Destacaremos, na seqüência, alguns elementos centrais de três tradições religiosas que muito contribuíram para a reflexão filosófico-teológica sobre o mal, a saber: pérsica, grega e judeu-cristã. Com isso queremos nos habilitar para o nosso estudo do mal como ausência de bem.

2. A COMPREENSÃO DO MAL NAS PRINCIPAIS
TRADIÇÕES RELIGIOSAS

Torna-se fundamental, neste ponto do nosso trabalho, deixarmos claro não pretendemos realizar uma abordagem sistemática em torno do mal a partir das principais tradições religiosas. O que queremos é apenas destacar alguns elementos básicos de cada tradição, os quais nos parecem fundamentais para a compreensão do assunto que nos interessa.
Segundo Antônio Moser, há uma certa unanimidade em afirmar que "Entre as concepções religioso-filosóficas, três nos parecem merecer especial atenção: o dualismo persa; a Moira Grega; a concepção bíblica" . Assim sendo, passaremos agora a estudar cada uma desta três tradições, respectivamente.

2.1. O dualismo persa

O dualismo cosmológico e religioso, características fundamentais das antigas religiões Pérsicas, tem suas raízes no pensamento do filósofo iraniano Zaratrusta. Zoroastro, que foi o reformador da religião que o precedeu, afirmava a existência de um ser supremo, o qual criou dois seres menores. Estes seres menores, que possuíam a mesma natureza daquele que os havia criado, eram chamados de Ormuzd e Arimann. Ormuzd permaneceu fiel ao seu criador e, por isso, foi considerado o deus bom, origem de todo bem. Em contrapartida, Arimann se rebelou contra seu criador, tornando-se, assim, o autor de todo mal existente na terra. O deus bom criou o ser humano e lhe deu todos os recursos necessários para sua realização. o deus mau, no entanto, frustrou essa felicidade, introduzindo o mal no mundo e criando as feras, plantas e répteis maus. Como conseqüência desta criação de Arimann, o mal é uma realidade inerente em toda as coisas existentes .
Entre Ormudz e Arimann, princípio das realidades existente, há uma luta permanente. Da mesma forma, os adeptos de Ormuzd e Arimann, seguindo seus criadores, travam uma incessante guerra. O otimismo deste mito oriental está na perspectiva de que chegará um momento em que os adeptos de Ormuzd serão vitoriosos e Arimann, bem como seus partidários serão condenados às trevas eternas .

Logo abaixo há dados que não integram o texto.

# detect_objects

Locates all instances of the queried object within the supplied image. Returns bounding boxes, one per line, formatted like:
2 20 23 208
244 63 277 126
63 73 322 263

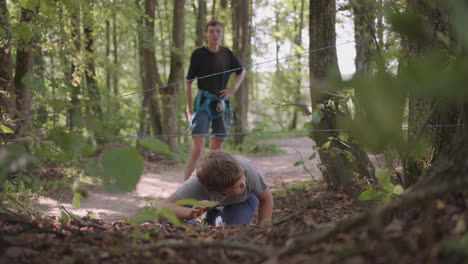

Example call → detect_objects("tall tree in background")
14 7 36 137
111 10 119 96
309 0 372 193
351 0 377 76
195 0 207 47
232 0 251 146
161 0 185 152
403 0 460 187
67 3 81 131
289 0 305 129
136 0 163 135
0 0 16 125
83 2 102 119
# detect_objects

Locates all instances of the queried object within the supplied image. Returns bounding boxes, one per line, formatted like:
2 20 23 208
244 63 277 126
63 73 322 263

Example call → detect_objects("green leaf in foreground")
0 125 15 134
358 189 379 201
138 137 171 155
101 147 143 192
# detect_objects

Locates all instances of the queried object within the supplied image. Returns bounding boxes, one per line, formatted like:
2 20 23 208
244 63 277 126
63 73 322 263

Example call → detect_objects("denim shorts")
206 193 260 226
192 111 231 140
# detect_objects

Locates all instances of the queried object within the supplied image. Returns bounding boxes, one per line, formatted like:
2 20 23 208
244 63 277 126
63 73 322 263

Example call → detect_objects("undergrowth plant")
358 168 403 201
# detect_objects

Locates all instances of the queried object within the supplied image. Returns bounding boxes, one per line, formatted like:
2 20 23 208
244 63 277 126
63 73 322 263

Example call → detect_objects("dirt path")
38 137 321 221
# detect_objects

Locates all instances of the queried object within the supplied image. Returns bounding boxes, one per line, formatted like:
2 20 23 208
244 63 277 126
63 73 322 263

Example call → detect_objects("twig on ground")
60 205 107 230
275 174 468 257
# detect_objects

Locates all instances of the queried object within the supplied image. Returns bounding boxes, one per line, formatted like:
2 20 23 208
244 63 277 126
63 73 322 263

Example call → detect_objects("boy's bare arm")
258 187 273 225
185 81 193 122
219 70 245 98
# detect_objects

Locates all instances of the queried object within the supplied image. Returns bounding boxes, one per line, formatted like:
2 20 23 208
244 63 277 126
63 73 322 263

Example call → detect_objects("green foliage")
0 144 33 186
358 169 403 201
130 199 181 226
442 232 468 257
85 147 143 192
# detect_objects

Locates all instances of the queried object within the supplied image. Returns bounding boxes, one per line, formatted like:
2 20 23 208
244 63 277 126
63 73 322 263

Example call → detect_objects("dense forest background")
0 0 468 263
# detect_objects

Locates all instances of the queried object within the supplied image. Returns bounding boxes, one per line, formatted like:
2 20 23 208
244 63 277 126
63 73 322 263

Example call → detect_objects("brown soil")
37 137 321 222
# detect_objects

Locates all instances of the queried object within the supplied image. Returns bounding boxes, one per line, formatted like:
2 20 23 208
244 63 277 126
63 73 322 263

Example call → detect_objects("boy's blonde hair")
197 150 242 191
205 20 224 32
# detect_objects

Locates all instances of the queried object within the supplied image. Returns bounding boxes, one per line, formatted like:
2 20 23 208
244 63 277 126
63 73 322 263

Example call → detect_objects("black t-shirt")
186 46 243 96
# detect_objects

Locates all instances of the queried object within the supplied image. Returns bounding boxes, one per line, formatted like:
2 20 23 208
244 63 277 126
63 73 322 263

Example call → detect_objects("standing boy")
161 150 273 226
184 20 245 180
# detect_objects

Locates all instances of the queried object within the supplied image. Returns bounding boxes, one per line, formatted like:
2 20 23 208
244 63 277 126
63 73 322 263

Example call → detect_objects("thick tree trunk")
65 5 81 131
403 0 459 187
232 0 250 146
309 0 372 193
112 12 119 96
0 0 16 122
14 8 35 137
161 0 185 152
137 0 163 135
83 3 102 119
289 0 304 130
195 0 207 47
105 19 112 94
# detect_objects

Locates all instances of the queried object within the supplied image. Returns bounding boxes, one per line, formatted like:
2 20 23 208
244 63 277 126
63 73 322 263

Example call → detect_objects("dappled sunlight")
136 173 183 198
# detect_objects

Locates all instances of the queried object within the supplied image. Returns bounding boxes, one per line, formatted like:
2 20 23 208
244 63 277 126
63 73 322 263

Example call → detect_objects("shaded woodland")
0 0 468 263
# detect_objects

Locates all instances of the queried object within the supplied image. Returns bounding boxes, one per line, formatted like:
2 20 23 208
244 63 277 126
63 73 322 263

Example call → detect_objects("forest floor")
0 138 468 264
32 137 321 221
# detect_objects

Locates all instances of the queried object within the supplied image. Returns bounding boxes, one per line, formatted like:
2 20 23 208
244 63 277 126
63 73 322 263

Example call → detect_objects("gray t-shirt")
175 156 267 206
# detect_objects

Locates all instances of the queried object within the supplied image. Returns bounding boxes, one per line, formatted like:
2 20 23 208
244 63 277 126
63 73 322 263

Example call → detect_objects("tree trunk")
65 5 81 131
309 0 372 194
112 12 119 96
0 0 16 125
403 0 459 187
232 0 250 146
83 3 102 120
195 0 207 47
351 0 375 77
137 0 164 135
14 8 35 137
289 0 304 130
161 0 185 152
211 0 216 19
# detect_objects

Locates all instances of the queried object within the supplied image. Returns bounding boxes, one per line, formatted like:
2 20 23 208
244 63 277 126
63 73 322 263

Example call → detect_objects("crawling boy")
161 150 273 226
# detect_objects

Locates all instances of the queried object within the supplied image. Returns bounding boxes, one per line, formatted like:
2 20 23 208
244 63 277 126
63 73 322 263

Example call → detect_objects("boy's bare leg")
210 137 224 150
184 137 205 181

2.2. A explicação mítica grega

A explicação mítica grega para o mistério do mal é oriunda de um ambiente marcado pelo dualismo. Como pano de fundo deste ambiente sempre surge a grande pergunta: por que o mal Toda tentativa de resposta a esta pergunta "... esbarra sempre de novo na moira, uma força que leva o homem a executar o que está previsto pelo destino, independente da sua vontade" . Trata-se, pois, de um certo determinismo que caracteriza o pensamento grego e faz algumas pessoas serem "condenadas" a praticar o mal.
Mesmo diante desta realidade, é importante observar que, embora na concepção grega o mal é compreendido como uma realidade determinante ao homem, e, por isso, o domina tornando-o praticante das ações más, o bem acaba triunfando sobre o mal por meio das ações dos "super-homens", auxiliados pelos deuses.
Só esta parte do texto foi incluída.